Objective: To investigate the effects of proteasome beta 5 subunit (PSMB5) on proliferation and bortezomib (BTZ) chemo-sensitivity of multiple myeloma (MM) and its related molecular mechanisms. Methods: We used two MM cell lines, RPMI 8226 and BTZ drug-resistant cell line RPMI 8226/BTZ100 (hereinafter referred to as BTZ100) , as the research object. PSMB5 was overexpressed or knocked down in two myeloma cell lines via lentivirus transfection. CCK8 assay was used to detect the impact of PSMB5 on cell viability and bortezomib sensitivity in human myeloma cells; Using flow cytometry to test the effects of PSMB5 on apoptosis rate of human myeloma cells under the treatment of bortezomib; Apoptosis-related gene expression of Bax, Bcl-2, p-Akt and cleaved caspase-3 were detected by Western blot. Results: ①PSMB5 overexpression and knockdown were successfully constructed in RPMI 8226 and BTZ100 cells. ②PSMB5 expression was positively correlated with cell proliferation of RPMI 8226 and BTZ100 cells (P<0.05) . ③The cell viability was lower after PSMB5 knockdown in RPMI 8226 cells than control cells under the same concentration of BTZ[IC(50) at 24 h: (7.01±0.47) and (9.64±0.55) nmol/L respectively, t=6.289, P=0.003]. The cell viability was higher after PSMB5 overexpression in RPMI 8226 cells than control cells under the same concentration of BTZ[IC(50) at 24 h: (10.99±0.58) and (9.51±0.37) nmol/L respectively, t=3.724, P=0.020) . PSMB5 expression was negatively correlated with the sensitivity of RPMI 8226 cells to BTZ. The results of BTZ100 cells were similar. ④The expression of PSMB5 was negatively correlated with the apoptosis of RPMI 8226 and BTZ100 under the treatment of BTZ. ⑤Meanwhile, PSMB5 knockdown could increase the expression of pro-apoptosis gene Bax and cleaved caspase-3 and decrease the expression of anti-apoptotic gene Bcl-2 and p-Akt. PSMB5 over-expression has the opposite results. Conclusion: PSMB5 knockdown could improve the bortezomib sensitivity of MM cells via activation of apoptosis signaling. PSMB5 may be a potential therapeutic target for MM.

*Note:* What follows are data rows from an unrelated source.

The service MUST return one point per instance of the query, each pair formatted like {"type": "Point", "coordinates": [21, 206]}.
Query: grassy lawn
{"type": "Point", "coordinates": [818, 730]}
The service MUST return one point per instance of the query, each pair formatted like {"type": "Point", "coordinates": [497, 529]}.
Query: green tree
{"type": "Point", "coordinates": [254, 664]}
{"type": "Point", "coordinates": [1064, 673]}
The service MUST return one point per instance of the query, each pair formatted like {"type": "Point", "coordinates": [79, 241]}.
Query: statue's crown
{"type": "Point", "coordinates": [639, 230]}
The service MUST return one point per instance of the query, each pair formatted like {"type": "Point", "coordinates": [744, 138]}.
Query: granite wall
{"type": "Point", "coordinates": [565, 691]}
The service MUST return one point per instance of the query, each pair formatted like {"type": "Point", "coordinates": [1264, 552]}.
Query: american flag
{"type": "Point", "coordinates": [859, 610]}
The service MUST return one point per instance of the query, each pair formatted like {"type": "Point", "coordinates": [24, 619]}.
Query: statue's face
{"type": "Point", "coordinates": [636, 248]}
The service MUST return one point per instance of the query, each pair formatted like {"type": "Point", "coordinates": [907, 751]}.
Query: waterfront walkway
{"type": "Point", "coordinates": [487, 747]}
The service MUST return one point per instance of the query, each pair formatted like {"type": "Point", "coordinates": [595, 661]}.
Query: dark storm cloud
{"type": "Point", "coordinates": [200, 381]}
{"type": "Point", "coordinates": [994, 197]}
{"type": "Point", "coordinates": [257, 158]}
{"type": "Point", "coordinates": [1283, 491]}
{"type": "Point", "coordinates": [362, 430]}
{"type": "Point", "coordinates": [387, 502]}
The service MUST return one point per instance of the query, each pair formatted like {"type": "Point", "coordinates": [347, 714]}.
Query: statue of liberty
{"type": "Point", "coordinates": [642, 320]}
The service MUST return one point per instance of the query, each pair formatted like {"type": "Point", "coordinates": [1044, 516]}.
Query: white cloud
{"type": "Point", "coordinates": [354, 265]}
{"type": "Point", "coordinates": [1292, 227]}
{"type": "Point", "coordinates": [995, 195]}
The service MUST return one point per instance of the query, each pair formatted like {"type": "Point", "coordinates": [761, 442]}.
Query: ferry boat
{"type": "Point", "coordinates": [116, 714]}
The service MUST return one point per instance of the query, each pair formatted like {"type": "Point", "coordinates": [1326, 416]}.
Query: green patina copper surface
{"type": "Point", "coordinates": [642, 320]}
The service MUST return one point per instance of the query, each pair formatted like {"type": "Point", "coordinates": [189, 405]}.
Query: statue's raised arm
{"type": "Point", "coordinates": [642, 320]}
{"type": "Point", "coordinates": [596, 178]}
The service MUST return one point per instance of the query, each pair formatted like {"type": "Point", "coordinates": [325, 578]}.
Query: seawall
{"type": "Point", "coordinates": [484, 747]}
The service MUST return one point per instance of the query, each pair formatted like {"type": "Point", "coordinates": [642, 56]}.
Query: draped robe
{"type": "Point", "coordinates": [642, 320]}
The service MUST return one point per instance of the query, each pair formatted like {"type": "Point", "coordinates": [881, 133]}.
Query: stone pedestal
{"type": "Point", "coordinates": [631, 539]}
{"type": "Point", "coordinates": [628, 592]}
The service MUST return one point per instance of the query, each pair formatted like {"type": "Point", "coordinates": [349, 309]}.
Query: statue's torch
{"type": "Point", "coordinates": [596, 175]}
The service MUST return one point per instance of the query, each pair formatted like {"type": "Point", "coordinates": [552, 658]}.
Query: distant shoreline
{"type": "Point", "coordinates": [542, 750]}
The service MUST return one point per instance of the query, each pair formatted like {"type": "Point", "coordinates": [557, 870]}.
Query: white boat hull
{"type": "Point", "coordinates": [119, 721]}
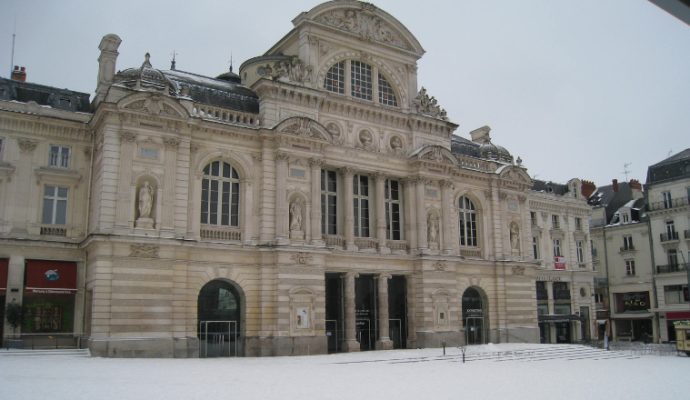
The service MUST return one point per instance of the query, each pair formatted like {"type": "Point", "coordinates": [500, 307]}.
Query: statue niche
{"type": "Point", "coordinates": [145, 202]}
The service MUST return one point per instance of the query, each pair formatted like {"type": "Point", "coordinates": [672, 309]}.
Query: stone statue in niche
{"type": "Point", "coordinates": [432, 228]}
{"type": "Point", "coordinates": [514, 238]}
{"type": "Point", "coordinates": [296, 217]}
{"type": "Point", "coordinates": [145, 205]}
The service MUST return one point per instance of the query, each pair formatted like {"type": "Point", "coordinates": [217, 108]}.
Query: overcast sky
{"type": "Point", "coordinates": [575, 88]}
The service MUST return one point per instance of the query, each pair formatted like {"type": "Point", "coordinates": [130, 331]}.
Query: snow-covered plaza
{"type": "Point", "coordinates": [515, 371]}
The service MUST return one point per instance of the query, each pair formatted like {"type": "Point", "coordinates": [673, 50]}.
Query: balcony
{"type": "Point", "coordinates": [668, 204]}
{"type": "Point", "coordinates": [671, 268]}
{"type": "Point", "coordinates": [668, 236]}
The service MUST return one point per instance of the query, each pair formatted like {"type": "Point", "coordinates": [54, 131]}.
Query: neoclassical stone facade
{"type": "Point", "coordinates": [317, 201]}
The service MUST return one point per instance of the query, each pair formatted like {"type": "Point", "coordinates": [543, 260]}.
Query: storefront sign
{"type": "Point", "coordinates": [3, 274]}
{"type": "Point", "coordinates": [559, 262]}
{"type": "Point", "coordinates": [51, 277]}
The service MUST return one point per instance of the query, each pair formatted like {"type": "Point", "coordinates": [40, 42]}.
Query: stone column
{"type": "Point", "coordinates": [349, 233]}
{"type": "Point", "coordinates": [315, 216]}
{"type": "Point", "coordinates": [422, 244]}
{"type": "Point", "coordinates": [380, 200]}
{"type": "Point", "coordinates": [446, 216]}
{"type": "Point", "coordinates": [281, 213]}
{"type": "Point", "coordinates": [410, 214]}
{"type": "Point", "coordinates": [384, 342]}
{"type": "Point", "coordinates": [351, 344]}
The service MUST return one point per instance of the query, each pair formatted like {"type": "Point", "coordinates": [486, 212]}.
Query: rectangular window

目的: 探讨蛋白酶体β5亚单位(PSMB5)基因对多发性骨髓瘤(MM)细胞增殖和硼替佐米(BTZ)耐药的影响及其机制。 方法: 以MM细胞株RPMI 8226细胞和BTZ耐药细胞株RPMI 8226/BTZ100(简称BTZ100)细胞为研究对象,采用慢病毒转染的方法建立过表达和下调PSMB5表达的MM稳转细胞系;CCK8法检测PSMB5对MM细胞增殖和BTZ耐药性的影响;流式细胞术检测PSMB5对细胞凋亡的影响;Western blot法检测PSMB5对凋亡相关基因Bax、Bcl-2、p-Akt和Cleaved caspase-3表达的影响。 结果: ①成功构建稳定过表达和下调PSMB5表达的RPMI 8226和BTZ100细胞系。②PSMB5表达与RPMI 8226和BTZ100细胞增殖呈正相关(P值均<0.05)。③下调PSMB5表达后,在相同浓度的BTZ作用下RPMI 8226细胞活力较对照组降低[作用24 h时IC(50)分别为(7.01±0.47)、(9.64±0.55)nmol/L,t=6.289,P=0.003],过表达后的细胞活力较对照组升高[IC(50)分别为(10.99±0.58)、(9.51±0.37)nmol/L,t=3.724,P=0.020]。④PSMB5表达可促进BTZ诱导的RPMI 8226、BTZ100细胞凋亡,与对照组比较,差异均有统计学意义(P值均<0.05)。⑤下调PSMB5表达可上调Bax和Cleaved caspase-3表达,降低Bcl-2和p-Akt表达,而过表达则相反。 结论: 下调PSMB5表达可通过激活凋亡信号通路促进MM细胞凋亡,增强MM细胞对BTZ的敏感性。提示PSMB5可能是治疗MM的潜在靶点。.
Keywords: Bortezomib; Cell proliferation; Drug resistance, neoplasm; Multiple myeloma; Proteasome beta 5 subunits.